Employers say foreign workers fill gaps left by a dearth of
qualified U.S. residents.
Unemployed IT workers and their allies say there's no labor
shortage. They claim that employers are just trying to cut IT
costs and drive down wages by hiring foreign workers at lower
pay rates.
The truth lies somewhere in between, but clarifying the issue is
difficult because emotions run high and statistics are either
contradictory or dated. For example, the Immigration and
Naturalization Service (INS) stopped tracing H-1B data after the
Sept. 11 attacks. Other oft-cited numbers were issued in 1998 or
early 2000.
Still, the available data does bear out that H-1B workers are
often younger and better educated than their American peers and
are seeking permanent resident status. Most H-1B holders in the
computer industry are hired to fill systems analyst and
programming jobs. Some receive the prevailing wage, while others
make less working in job shops. But the numbers are meaningless
to many.
"The problem with the whole issue is that it gets into matters
of immigration," said Robert D. Austin, assistant professor of
IT management at Harvard Business School. "And that turns into
us vs. them."
So it's not surprising that the debate often drifts into
rhetorical battles, giving rise to such unsubstantiated extremes
as the charge that all the H-1B workers in a New Jersey office
cheered as across the Hudson River the World Trade Center towers
fell.
The following are some of the arguments on each side:
• Companies have created an indentured servant class out of H-1B
visa holders, according to Norman Matloff, a professor at the
University of California, Davis.
• Companies don't hire average IT workers, but rather engineers
with advanced degrees, said Paula Collins, director of
government relations for human resources and education at Texas
Instruments Inc.
• Companies would rather hire U.S. residents because it costs
$1,000 in fees to hire an H-1B holder, said Margaret Wong, an
immigration lawyer in Cleveland.
According to the last INS report regarding which companies hire
the most H-1B workers, covering October 1999 to February 2000,
Motorola Inc. (618), Oracle Corp. (455) and Cisco Systems Inc.

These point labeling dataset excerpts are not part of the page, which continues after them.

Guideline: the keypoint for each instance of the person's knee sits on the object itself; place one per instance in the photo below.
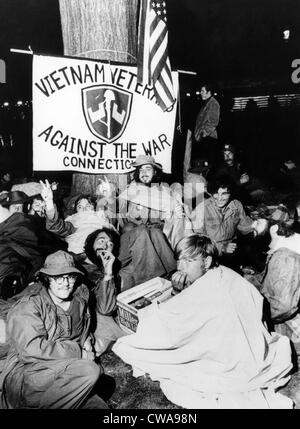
(88, 370)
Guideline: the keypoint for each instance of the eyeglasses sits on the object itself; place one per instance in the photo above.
(60, 279)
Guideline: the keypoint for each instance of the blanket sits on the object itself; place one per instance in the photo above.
(208, 347)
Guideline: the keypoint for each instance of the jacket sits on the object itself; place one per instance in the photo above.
(221, 225)
(34, 332)
(281, 287)
(208, 119)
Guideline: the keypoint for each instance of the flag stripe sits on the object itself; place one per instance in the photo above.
(153, 60)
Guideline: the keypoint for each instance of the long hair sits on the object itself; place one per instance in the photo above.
(196, 245)
(87, 197)
(157, 177)
(90, 240)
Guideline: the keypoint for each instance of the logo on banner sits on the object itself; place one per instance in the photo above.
(106, 110)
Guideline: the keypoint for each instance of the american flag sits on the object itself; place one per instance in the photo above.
(153, 61)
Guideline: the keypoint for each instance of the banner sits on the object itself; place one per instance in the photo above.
(94, 117)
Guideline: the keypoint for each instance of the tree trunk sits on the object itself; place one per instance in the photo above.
(107, 27)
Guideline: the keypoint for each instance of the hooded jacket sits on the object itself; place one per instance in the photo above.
(35, 335)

(398) topped the list. Others in the top 25 included Intel Corp.,
Microsoft Corp. and Sun Microsystems Inc. Most of those
companies wouldn't comment.
Cisco said that the INS numbers are out of date, noting that it
has backed off its H-1B program and has actually done little
hiring of any kind recently. Layoffs caused by the downturn have
increased the number of qualified U.S. workers in the
marketplace, Cisco said.
"Basically, we have been a user of the program almost
exclusively to hire electrical engineers, all of whom or most of
whom have master's degrees or Ph.D.s," said a Texas Instruments
spokesman. Statistics do show that more foreign nationals
receive advanced degrees in engineering, computer engineering
and computer science.
In the 2000-01 academic year, foreign nationals took 60.4% of
computer engineering master's degrees. They earned 68.9% of
computer science and 51.8% of combined computer science and
engineering master's, according to Richard Heckel, technical
director at Houghton, Mich.-based Engineering Trends Inc. His
firm tracks graduate information from U.S. engineering colleges.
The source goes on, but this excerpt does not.